Thanks! The stones are mostly imagineers who worked on the Haunted Mansion. Plus a couple of folks who I like from movies.


----------



## RoxyBlue (Oct 6, 2008)

I think you need to get a new driver for your hearse. Looks like he had a little accident with the wheels

Beautiful stones and love the fence!


----------



## Graves (Jan 8, 2018)

Great Job Man! I really like the double fencing along the sidewalk. It seems like a little thing but I think something like that goes a long way. Definitely going to steal this idea.. The best haunted houses use all 4 planes to immerse their attendees in the scene they are setting.

By their nature, yard haunts the viewers are always looking "in" and having the street at their backs it acts like an...anchor?..having that fence means they have to go "through" rather than just walk past.
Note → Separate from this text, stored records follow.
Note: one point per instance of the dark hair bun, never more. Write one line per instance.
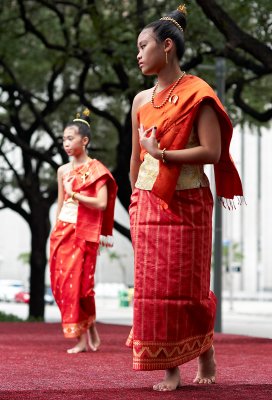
(180, 17)
(83, 116)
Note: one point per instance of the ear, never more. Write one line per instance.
(168, 44)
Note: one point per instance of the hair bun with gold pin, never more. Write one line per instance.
(182, 9)
(84, 117)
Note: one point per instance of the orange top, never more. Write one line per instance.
(174, 124)
(91, 223)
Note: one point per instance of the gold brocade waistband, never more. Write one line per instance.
(191, 176)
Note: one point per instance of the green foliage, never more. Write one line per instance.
(9, 318)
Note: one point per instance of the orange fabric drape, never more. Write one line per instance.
(174, 124)
(73, 250)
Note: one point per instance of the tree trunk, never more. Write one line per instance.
(40, 228)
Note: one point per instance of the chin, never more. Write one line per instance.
(148, 72)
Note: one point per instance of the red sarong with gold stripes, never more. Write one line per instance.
(174, 309)
(72, 269)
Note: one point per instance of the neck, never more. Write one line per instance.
(167, 76)
(82, 159)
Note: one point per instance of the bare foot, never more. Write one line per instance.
(171, 381)
(93, 338)
(80, 347)
(206, 367)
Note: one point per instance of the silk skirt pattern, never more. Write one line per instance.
(72, 269)
(174, 309)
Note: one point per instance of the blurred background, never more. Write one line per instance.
(57, 57)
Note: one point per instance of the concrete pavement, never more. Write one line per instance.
(244, 317)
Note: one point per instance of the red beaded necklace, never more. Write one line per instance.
(169, 93)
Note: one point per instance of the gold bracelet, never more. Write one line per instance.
(73, 195)
(163, 155)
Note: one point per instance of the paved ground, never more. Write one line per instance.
(245, 317)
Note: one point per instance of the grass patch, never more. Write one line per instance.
(9, 318)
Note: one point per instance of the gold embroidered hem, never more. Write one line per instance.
(77, 329)
(150, 356)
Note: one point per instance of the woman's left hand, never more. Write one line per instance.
(149, 143)
(68, 183)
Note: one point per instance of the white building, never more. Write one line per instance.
(250, 225)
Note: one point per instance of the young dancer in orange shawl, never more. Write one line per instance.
(178, 126)
(86, 197)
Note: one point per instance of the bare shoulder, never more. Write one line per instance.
(63, 169)
(142, 98)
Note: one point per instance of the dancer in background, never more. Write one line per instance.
(86, 198)
(178, 126)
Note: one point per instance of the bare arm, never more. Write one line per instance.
(100, 202)
(208, 151)
(60, 190)
(135, 161)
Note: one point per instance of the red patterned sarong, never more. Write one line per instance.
(174, 309)
(72, 268)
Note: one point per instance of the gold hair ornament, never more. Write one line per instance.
(81, 120)
(172, 20)
(182, 9)
(86, 112)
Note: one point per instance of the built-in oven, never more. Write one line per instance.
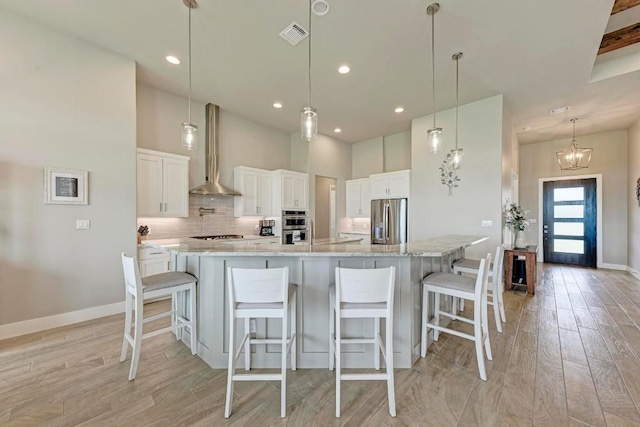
(295, 227)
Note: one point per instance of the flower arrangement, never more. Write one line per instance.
(515, 217)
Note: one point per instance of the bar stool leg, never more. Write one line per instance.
(376, 343)
(128, 313)
(332, 334)
(232, 367)
(194, 320)
(294, 335)
(425, 319)
(436, 313)
(247, 344)
(137, 340)
(391, 394)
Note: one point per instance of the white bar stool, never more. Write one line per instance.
(260, 293)
(459, 287)
(494, 295)
(154, 286)
(363, 293)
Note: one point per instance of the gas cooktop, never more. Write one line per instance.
(219, 237)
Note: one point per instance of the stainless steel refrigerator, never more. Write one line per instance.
(389, 221)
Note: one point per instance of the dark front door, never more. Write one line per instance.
(569, 222)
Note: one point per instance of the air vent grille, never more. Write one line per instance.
(294, 33)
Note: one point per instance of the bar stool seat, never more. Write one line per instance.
(260, 293)
(459, 287)
(362, 294)
(495, 292)
(137, 290)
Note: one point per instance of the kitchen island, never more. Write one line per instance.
(312, 268)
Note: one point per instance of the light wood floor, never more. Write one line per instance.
(568, 356)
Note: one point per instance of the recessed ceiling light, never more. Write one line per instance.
(560, 110)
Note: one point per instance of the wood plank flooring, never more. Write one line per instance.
(567, 357)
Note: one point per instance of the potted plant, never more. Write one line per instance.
(515, 217)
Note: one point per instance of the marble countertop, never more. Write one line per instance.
(432, 247)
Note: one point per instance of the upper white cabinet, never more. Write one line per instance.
(358, 198)
(255, 185)
(162, 184)
(390, 185)
(290, 190)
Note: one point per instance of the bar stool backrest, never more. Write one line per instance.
(355, 285)
(482, 279)
(132, 281)
(248, 285)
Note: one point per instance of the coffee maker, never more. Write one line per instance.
(266, 227)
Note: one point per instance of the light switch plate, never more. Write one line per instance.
(83, 224)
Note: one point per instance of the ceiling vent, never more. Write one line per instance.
(294, 33)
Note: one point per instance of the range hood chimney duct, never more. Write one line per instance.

I think it really helps sell the scene, great job!

Question: Love the fence. How do you secure the columns (small and the taller gate ones).

Cheers!


----------



## Sblanck (Sep 13, 2007)

[QUOTE

Question: Love the fence. How do you secure the columns (small and the taller gate ones).

Cheers![/QUOTE]

(4) 1"x2"x2'-0" wooden stakes driven 12 inches into the ground on all four corners. Leaving 12 inches of stake exposed for column to slide over. Secure the columns using 8 screws (2 each stake)


----------



## bobzilla (Nov 13, 2008)

Great looking haunt!
Lighting is really well done.


----------



## OnZProwl (Apr 30, 2017)

That hearse is great with the video effect! Going to keep that in mind for future haunts for sure!


----------